The slaveholding States will no longer have the power of self-government, or self-protection, and the Federal Government will have become their enemy. 
Texas:
The controlling majority of the Federal Government, under various pretences and disguises, has so administered the (laws, etc.) as to exclude the citizens of the Southern States, unless under odious and unconstitutional restrictions, from all the immense territory owned in common by all the States on the Pacific Ocean, for the avowed purpose of acquiring sufficient power in the common government to use it as a means of destroying the institutions of Texas and her sister slaveholding States …
 based upon an unnatural feeling of hostility to these Southern States and their beneficent and patriarchal system of African slavery, proclaiming the debasing doctrine of equality of all men, irrespective of race or color
And Virginia, all mentioning slavery, often a dozen or more times. More here. And here.

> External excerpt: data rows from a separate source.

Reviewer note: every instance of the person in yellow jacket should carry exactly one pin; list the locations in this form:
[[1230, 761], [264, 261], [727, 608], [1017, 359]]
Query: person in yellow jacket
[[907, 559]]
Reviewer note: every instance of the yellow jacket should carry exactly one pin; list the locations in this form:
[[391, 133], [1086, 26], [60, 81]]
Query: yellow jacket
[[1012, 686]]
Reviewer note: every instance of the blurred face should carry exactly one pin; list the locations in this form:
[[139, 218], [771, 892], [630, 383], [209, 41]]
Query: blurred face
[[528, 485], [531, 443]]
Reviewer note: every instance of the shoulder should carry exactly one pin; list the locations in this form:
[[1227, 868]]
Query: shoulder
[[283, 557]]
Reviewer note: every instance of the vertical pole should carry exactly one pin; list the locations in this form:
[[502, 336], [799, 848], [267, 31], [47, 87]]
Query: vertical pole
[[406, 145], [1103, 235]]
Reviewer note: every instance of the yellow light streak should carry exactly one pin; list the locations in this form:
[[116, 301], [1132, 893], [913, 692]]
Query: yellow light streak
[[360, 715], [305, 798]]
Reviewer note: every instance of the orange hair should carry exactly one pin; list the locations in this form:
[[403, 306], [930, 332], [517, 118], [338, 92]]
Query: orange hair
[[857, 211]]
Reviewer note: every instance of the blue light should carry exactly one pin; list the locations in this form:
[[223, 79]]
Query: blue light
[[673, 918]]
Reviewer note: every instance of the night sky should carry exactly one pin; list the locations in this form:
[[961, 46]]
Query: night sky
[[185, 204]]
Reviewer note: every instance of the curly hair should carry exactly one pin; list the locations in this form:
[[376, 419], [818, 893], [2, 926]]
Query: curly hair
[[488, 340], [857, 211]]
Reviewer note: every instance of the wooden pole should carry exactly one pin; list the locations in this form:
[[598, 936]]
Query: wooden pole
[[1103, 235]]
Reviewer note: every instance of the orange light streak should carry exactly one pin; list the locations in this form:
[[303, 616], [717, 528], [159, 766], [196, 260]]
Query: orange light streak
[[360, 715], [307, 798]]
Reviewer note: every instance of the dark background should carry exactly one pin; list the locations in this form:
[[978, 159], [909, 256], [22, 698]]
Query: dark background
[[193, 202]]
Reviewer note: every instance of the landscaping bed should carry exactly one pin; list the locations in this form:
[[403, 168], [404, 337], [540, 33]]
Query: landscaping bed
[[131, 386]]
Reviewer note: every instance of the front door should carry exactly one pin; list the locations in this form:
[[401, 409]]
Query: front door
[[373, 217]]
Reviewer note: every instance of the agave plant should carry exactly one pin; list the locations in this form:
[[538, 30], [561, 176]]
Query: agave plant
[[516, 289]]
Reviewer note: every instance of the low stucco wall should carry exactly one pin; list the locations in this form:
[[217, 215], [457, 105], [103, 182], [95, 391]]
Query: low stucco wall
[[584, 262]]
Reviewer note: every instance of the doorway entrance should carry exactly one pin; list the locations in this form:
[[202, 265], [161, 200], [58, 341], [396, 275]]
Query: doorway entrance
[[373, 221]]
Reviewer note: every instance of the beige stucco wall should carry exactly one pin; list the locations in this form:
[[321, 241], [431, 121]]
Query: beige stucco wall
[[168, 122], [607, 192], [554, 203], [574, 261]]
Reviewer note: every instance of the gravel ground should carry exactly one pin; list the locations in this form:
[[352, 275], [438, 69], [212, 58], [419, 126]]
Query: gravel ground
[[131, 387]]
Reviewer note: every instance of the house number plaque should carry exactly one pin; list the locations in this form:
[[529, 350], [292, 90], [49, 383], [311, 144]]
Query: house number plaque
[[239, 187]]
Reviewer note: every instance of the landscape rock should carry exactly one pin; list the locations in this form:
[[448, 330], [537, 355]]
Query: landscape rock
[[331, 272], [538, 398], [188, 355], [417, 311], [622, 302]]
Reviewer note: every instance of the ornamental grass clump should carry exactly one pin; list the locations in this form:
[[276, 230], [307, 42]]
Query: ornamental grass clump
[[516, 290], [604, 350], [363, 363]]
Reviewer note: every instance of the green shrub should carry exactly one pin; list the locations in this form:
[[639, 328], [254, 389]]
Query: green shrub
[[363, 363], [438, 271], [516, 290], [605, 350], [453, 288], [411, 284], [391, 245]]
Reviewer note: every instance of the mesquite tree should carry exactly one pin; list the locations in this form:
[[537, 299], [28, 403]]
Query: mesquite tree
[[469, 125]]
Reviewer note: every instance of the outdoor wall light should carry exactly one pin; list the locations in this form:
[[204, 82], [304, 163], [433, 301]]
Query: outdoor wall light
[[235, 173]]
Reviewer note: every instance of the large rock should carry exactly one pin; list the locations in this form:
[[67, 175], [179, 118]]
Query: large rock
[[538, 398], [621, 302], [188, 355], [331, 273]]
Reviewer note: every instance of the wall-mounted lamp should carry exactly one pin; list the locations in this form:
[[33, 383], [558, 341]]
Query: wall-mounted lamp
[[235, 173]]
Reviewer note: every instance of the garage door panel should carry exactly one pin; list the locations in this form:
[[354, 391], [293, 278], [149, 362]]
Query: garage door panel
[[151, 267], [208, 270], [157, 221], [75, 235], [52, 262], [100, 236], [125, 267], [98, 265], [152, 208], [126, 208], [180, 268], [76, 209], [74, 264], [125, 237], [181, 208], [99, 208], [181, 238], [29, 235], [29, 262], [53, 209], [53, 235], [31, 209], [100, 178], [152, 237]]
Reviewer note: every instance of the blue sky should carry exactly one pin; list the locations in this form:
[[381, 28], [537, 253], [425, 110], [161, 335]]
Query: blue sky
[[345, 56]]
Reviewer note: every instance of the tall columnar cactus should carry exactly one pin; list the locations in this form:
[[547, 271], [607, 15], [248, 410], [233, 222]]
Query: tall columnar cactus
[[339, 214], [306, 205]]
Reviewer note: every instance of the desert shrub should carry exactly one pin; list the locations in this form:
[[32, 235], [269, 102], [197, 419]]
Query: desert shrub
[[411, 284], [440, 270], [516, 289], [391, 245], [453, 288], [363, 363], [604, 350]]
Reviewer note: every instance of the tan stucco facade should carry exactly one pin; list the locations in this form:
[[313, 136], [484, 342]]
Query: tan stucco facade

The reality of Memorial Day?
  

First, the Thirteenth Amendment, ending slavery:
Section 1. Neither slavery nor involuntary servitude, except as a punishment for crime whereof the party shall have been duly convicted, shall exist within the United States, or any place subject to their jurisdiction.
Section 2. Congress shall have power to enforce this article by appropriate legislation.
The first time the U.S. Constitution used the actual word, rather than euphemisms to shield thin Southern skins.

Then the Fourteenth, for civil rights for all: 
Section 1. All persons born or naturalized in the United States, and subject to the jurisdiction thereof, are citizens of the United States and of the State wherein they reside. No State shall make or enforce any law which shall abridge the privileges or immunities of citizens of the United States; nor shall any State deprive any person of life, liberty, or property, without due process of law; nor deny to any person within its jurisdiction the equal protection of the laws.
THAT's what Memorial Day is about. 

The real problem is tea party "Lost Cause" types don't want to admit that the South — and its ideology — lost, period. And, too many Northerners were too indulgent of them too soon after April 9, 1865, part of why we need a national Appomattox Day.

This is why it matters when we talk about who started Memorial Day and why — including black Southerners reburying Union dead with honor.